Je pourrais dire encore que chaque livre est un atome gravitant autour du noyau central, mon univers scriptural. L’ensemble forme un champ gravitationnel dans lequel les atomes libres, rayonnent, s’influencent et résonnent, au sein d’un tout non pas unifié (oh le vilain mot !) mais cohérent. Chaque élément, isolément, reste ouvert aux connexions, mais l’ensemble aussi peut être porteur d’un sens, un secret que je ne suis moi-même pas en mesure de déceler.
Les textes ont leurs secrets, même pour leur auteur, et je me garderai d’essayer d’éclairer ceux qui gisent dans celui-là. Il est, c’est tout, et peut-être est-il assez explicite dans ce qu’il nous livre pour qu’on ne le contraigne pas à en révéler davantage. (Michel Diaz. « Vers le désert »)
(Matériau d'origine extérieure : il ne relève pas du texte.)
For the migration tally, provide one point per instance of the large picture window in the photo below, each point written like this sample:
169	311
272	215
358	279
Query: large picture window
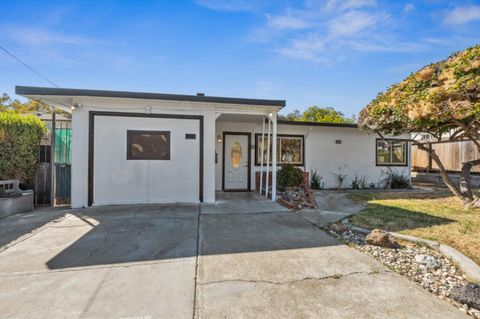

Avec cette prise de conscience, aussi une forme d’acceptation : l’édifice pourrait ne jamais être terminé. Il reviendra sans doute aux lecteurs de faire le toit afin qu’il ne prenne pas l’eau, tout comme certaines pierres des fondations ne sont pas nées de mes mains. 
Il y a des bouts d’autres personnes, vivantes ou mortes, des fragments de réalités et de fictions (mais la fiction n’est-elle pas toujours la réalité d’un autre ?), que j’ai assemblé en donnant aussi de ma propre voix. Car
L’écrivain comme créateur solitaire est un fantasme. Un désir personnel et une intimité sont à l’œuvre, mais portés et soutenus par le passé, par l’histoire familiale, par d’autres artistes, par des amis. Un artiste n’est pas seul. (Martin Page. Manuel de survie et d’écriture, p. 59)
Une autre histoire me trotte en tête à cet instant : celle de la veuve Winchester (le fabricant d’armes américain) qui, après la mort de son mari, fut persuadée par une voyante que les fantômes des personnes tuées avec les armes Winchester reviendraient la hanter. Elle crut possible de les perdre dans sa maison en ne cessant jamais de la modifier et de l’agrandir. Chaque jour, la maison se complexifiait. Elle plaça des pièges et des trompes l’œil : des faux placards, un labyrinthe de pièces enchevêtrées, des escaliers menant au plafond, des portes ouvrant sur le vide.
Je pense alors : sans le savoir, l’artiste est peut-être celui qui construira toujours les plus vastes et tortueux édifices, ceux qui se poursuivent dans vos têtes.